Come confessare un tradimento

I DIECI COMANDAMENTI – Se c’è un argomento sul quale dovrebbe essere ferrato per definizione il maschio italiano medio – noto in tutto il mondo come razza particolarmente portata all’agone amatoriale – quello è il tradimento. O meglio, quell’irresistibile tentazione di “piacionare” in giro con ogni esponente del sesso opposto, che di tanto in tanto può finire in tragedia. Per evitarla, arriva il quotidiano britannico “Times”, che candidamente ammette: il 76% dei divorzi sono causati da relazioni extraconiugali. Combattuti e tormentati dunque tra l’insopportabile peso del silenzio, e il coraggioso, estremo gesto della confessione tardiva, i fedifraghi di tutto il mondo uniti dovrebbero tenere a mente poche, semplici regole, per non votarsi all’autodistruzione e andare incontro a morte certa. Sfidare le ire del partner tradito, si sa, può comportare rischi innominabili: ecco allo che il quotidiano inglese per eccellenza pubblica il vademecum necessario. Le dieci regole del traditore che dovrebbero imprimersi nella mente del Don Giovanni medio, come i cattolici comandamenti per il popolo cristiano. Andiamoli a vedere.
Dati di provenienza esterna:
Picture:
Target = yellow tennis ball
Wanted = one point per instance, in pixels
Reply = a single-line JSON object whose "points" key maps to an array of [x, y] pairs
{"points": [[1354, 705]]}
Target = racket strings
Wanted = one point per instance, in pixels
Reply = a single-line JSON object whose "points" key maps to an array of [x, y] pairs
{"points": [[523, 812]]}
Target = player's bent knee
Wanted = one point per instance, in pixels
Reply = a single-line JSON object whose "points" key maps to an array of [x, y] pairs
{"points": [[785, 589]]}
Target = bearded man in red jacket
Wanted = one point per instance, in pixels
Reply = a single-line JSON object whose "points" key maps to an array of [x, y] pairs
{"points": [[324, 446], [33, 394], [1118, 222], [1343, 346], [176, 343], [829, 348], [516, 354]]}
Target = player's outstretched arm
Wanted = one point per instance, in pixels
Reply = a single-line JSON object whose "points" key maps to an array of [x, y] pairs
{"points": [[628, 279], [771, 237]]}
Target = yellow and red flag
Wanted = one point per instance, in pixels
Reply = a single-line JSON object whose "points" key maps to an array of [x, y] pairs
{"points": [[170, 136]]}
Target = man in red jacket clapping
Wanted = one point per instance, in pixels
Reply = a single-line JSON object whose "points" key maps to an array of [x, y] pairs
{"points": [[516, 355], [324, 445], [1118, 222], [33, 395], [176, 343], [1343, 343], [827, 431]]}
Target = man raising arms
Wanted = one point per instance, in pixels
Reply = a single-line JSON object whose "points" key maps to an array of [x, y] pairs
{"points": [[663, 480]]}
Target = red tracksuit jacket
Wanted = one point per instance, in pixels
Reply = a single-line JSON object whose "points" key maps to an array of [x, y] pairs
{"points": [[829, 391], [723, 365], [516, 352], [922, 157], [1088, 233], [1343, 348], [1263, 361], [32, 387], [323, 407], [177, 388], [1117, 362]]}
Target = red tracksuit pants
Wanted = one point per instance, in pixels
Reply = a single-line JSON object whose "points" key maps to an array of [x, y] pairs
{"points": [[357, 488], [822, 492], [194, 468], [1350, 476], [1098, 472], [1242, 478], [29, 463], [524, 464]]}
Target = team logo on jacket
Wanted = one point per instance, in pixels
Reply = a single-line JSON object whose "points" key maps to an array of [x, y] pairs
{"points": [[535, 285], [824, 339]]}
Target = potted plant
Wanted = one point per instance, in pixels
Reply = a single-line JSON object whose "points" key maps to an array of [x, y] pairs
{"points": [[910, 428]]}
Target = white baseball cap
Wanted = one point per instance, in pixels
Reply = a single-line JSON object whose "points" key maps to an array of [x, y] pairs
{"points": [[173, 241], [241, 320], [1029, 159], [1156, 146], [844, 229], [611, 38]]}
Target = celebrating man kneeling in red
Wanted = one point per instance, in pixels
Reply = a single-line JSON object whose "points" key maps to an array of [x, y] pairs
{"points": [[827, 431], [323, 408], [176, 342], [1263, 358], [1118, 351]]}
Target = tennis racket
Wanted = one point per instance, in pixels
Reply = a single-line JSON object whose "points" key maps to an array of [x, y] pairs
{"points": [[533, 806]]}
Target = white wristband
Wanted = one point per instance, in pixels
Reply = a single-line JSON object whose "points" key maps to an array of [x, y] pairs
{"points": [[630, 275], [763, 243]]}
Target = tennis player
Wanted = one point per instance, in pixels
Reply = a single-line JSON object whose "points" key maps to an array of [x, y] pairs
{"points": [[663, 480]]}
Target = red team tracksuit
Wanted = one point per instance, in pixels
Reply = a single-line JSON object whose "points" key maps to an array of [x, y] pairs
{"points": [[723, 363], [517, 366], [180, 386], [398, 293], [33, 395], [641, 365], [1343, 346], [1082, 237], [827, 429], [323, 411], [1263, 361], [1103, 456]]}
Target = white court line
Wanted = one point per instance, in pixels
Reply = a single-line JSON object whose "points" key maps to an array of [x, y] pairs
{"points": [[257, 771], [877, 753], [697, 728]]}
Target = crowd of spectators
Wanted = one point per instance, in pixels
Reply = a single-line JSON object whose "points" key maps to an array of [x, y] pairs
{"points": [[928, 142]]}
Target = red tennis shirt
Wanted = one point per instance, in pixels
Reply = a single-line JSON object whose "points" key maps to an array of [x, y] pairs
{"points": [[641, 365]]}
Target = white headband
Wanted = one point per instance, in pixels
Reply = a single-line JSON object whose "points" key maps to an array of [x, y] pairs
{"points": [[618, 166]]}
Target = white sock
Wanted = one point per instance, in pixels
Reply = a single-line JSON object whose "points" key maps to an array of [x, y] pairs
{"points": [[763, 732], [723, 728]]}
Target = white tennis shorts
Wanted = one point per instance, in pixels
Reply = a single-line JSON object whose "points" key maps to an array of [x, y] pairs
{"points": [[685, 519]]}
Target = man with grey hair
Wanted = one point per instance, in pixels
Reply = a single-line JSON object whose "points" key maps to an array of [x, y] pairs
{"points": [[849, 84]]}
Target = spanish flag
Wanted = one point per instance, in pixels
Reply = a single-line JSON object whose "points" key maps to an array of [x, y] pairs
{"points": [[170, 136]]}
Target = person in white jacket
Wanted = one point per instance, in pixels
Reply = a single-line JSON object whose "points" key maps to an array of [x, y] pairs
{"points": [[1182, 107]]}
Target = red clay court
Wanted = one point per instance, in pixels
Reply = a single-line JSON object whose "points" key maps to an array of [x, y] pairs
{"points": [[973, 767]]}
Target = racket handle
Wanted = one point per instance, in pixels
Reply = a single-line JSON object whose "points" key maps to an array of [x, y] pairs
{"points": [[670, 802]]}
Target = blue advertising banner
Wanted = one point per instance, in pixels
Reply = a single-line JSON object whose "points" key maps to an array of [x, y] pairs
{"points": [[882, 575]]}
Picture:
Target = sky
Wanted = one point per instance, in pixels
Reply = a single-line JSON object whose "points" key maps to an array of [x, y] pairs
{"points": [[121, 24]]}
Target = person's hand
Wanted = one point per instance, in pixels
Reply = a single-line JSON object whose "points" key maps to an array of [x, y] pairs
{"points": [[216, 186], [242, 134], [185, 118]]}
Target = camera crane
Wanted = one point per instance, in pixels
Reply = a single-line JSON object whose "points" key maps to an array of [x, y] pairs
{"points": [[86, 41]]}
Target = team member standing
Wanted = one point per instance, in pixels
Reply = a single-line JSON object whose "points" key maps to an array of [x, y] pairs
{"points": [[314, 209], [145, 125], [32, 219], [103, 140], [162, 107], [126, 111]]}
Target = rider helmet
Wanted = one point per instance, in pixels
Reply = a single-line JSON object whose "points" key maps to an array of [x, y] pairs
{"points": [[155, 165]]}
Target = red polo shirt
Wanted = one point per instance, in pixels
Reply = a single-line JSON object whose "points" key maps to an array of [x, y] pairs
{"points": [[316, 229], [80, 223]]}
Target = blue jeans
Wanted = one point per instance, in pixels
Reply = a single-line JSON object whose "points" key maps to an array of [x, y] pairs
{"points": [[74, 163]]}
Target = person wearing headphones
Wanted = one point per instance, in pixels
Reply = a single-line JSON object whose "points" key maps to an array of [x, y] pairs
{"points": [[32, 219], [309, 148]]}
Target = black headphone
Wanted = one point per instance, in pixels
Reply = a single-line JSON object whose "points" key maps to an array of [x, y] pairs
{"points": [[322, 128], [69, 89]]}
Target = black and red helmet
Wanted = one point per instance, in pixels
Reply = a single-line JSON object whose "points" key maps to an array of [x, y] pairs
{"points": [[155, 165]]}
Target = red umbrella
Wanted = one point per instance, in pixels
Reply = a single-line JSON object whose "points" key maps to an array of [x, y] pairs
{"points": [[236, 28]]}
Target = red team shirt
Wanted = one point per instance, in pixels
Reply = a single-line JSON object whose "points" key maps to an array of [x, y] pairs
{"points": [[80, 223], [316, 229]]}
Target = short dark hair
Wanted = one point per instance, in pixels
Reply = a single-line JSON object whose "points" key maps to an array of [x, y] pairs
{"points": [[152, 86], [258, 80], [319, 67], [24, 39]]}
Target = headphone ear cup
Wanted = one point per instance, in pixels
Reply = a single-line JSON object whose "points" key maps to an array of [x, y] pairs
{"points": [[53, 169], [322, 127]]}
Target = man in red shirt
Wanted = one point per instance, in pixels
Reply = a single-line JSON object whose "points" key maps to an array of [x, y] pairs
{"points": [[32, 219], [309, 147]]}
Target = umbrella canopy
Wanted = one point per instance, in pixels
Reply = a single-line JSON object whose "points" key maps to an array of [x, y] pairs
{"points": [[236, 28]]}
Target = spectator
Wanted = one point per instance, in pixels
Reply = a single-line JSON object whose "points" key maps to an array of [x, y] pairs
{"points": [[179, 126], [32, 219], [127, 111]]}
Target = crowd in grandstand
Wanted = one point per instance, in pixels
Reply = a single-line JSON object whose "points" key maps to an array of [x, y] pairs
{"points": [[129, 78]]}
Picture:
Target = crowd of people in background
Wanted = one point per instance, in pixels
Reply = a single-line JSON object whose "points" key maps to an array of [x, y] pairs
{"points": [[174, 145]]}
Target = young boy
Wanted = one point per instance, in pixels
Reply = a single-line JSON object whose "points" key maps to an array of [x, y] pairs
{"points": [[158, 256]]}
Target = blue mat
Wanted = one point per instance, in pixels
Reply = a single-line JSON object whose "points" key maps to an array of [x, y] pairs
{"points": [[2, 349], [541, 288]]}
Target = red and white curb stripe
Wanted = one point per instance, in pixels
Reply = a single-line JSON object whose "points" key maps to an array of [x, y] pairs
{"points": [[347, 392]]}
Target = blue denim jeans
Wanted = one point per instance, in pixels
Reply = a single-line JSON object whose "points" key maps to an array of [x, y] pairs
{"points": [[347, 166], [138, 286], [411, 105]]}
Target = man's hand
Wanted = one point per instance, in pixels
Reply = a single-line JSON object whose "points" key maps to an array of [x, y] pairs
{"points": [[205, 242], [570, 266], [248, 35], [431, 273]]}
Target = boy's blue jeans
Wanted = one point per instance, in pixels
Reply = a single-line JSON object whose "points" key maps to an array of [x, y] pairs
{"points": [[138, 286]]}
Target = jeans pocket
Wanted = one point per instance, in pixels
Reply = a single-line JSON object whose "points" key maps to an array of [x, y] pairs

1) NON CI PROVARE… – “Lo fanno tutti in fondo…”. L’auto-giusitificazione per antonomasia, valida per il parcheggio in doppia fila come per l’avventura sessuale extra coniugale, non regge. Se eravate convinti che “mal comune mezzo gaudio” nella sua formula contraria, vale a dire “se lo fanno tutti è meno grave” avesse un fondamento, sbagliate di grosso. Già di per sé assai scarse le chance che la scusa possa ottenere la clemenza delle furie del partner, adesso il fallimento è coadiuvato dai dati scientifici: una ricerca condotta dalla Bbc rivela che solo 1 marito su 5 e 1 moglie su 10 hanno tradito il proprio consorte durante l’idillio matrimoniale. Il messaggio è chiaro: lo fanno in tanti, è vero. Ma non lo fanno tutti. Quindi, occhio.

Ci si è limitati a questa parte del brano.